Sam figured out the detonator—it was simple, really. He pushed the “arm” button first. Nothing noticeable happened, but a moment later a light above the “fire” button blinked on, glaring red.

“This is not how I imagined the end.” June’s voice shook. “This is not how I imagined our end.”

“Me, neither.”

She stood in front of him, gun dangling at her side. She pictured the glass at Navy Pier with the angel leading the man into death. “Do you think it will be like the glass? The way you imagined for your brother?” She gazed up at him, like the man in the glass gazing up at the angel.

He cupped her cheek, a sad smile breaking his lips. “I always hoped, but I’m not at all a believer in angels. It was just a nice fantasy. At least you’re here with me. Neither of us is an angel, but it’s better than dying alone.”

She looked down at the gun, considering a quicker way. But it was only one gun. Could she watch him go first? Could he watch her?

“I don’t believe in angels, either,” she said. “But I’ve certainly come to believe in demons.”

He pulled her close, sliding his hand around the back of her neck, and kissed her forehead reverently. She closed her eyes. She felt almost at peace. Giving up the fight was more of a relief than she ever could have imagined.

“I’m sorry this became your world,” he said softly. “I’m sorry you were pulled into this. If I could go back and change it for you, I would. I’d make sure you never came to Chicago.”

She eased forward, to rest her head on his shoulder. “Then I wouldn’t have met you.”

“All things considered, that would have been the best thing that could have happened to you.”

She focused on the detonator. The glowing red light shone back at her.

“Maybe we can still get out,” she said. “Maybe we’ll be able to run when the explosions go off.”

He drew back and looked up. “If these are armed, there’s no way. It’ll happen fast, at least. If they aren’t hooked up, the building will still crumble from the bottom. We won’t be able to get out. We’ll never get down fast enough.”

“What if the ones on the bottom aren’t armed yet, either?”

He laughed ruefully. “Then our death will be much slower and much more painful. At least mine. Occam might still spare you.”

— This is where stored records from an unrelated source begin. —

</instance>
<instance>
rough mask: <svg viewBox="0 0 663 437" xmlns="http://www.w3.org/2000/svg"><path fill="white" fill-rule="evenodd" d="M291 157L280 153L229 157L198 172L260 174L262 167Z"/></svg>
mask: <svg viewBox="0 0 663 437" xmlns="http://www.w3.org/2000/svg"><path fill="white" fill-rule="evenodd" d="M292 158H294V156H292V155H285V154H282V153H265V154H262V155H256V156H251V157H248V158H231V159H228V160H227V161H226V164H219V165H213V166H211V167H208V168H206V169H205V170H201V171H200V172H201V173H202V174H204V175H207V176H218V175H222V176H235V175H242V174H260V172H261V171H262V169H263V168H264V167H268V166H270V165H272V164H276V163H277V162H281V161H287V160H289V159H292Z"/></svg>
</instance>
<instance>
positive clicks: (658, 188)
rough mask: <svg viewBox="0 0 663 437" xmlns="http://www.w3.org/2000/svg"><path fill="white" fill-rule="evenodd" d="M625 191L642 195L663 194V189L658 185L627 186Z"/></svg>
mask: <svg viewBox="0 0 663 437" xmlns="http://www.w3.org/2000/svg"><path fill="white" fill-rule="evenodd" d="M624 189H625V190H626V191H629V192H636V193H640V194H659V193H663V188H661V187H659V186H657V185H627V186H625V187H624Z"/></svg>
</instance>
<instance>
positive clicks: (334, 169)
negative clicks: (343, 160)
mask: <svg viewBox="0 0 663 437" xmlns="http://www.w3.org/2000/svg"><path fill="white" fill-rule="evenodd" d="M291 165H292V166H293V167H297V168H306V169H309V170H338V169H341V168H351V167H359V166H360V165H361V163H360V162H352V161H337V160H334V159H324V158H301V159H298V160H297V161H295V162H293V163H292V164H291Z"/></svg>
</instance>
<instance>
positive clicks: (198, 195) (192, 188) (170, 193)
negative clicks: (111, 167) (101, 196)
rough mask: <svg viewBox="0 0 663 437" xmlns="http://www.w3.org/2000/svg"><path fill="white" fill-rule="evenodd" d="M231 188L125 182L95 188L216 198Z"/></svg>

“I can’t imagine the kind of life he’d spare me for.” She shook her head. “What about all the people outside, the protestors? Who knows how many people we’ll take with us?”

“If we don’t do this, Robbie will kill them instead.”

This truth was the hardest to bear. They’d made mistakes, done bad things, tried to do good things, got caught up in a web they’d woven themselves. Maybe they kind of deserved this, but the innocent bystanders below didn’t.

“All right,” she said. “It’s this or what’s coming up behind us.”

As if on cue, the door clanged open again. She stiffened. Sam lifted the detonator.

Occam’s voice boomed across the machines. “Do not blow up the building, you godforsaken imbeciles!”

June clutched Sam, her gaze locked on the spot where Belle had popped around the corner. Footsteps approached.

“Don’t do anything!” Occam called out. “Until you see what I have for you.”

She looked up at Sam. He frowned.

“I promise”—Occam’s voice drew closer—“if you don’t like what you see, you can bring the place down.”

June swallowed, her heart thudding in her ears. Doom closed in, the walls set to fall and crush them.

Then Occam stepped around the corner.

He was a shocking sight. Blood oozed over his lower lip and streaked down his chin. His shoulder was equally bloody where June had shot him. Most startling of all, though, was the load he carried.

He held Robbie bridal style, Robbie’s head hanging, one arm dangling limply. Robbie’s shirt sleeve was soaked with blood, and it dripped from his fingertips. The blood emanated from a gaping wound in the side of his neck.

June stared at them, confused, disbelieving. Occam looked down at Belle.

“For fuck’s sake!” Bloody spittle flew from his lips. “Vampires are your friends, June Coffin. Stop fucking shooting them!”

June couldn’t respond. She opened her mouth, but nothing came out.

Occam stepped over Belle, his load swaying. He carried Robbie across the room, toward the tables, a trail of blood following them.

As Occam approached the tables, the items on them moved, pushing back slowly like a magnet repelling another. Objects clattered to the floor. June took a step back. One of the meters on the wall popped, the glass cracking. She jumped.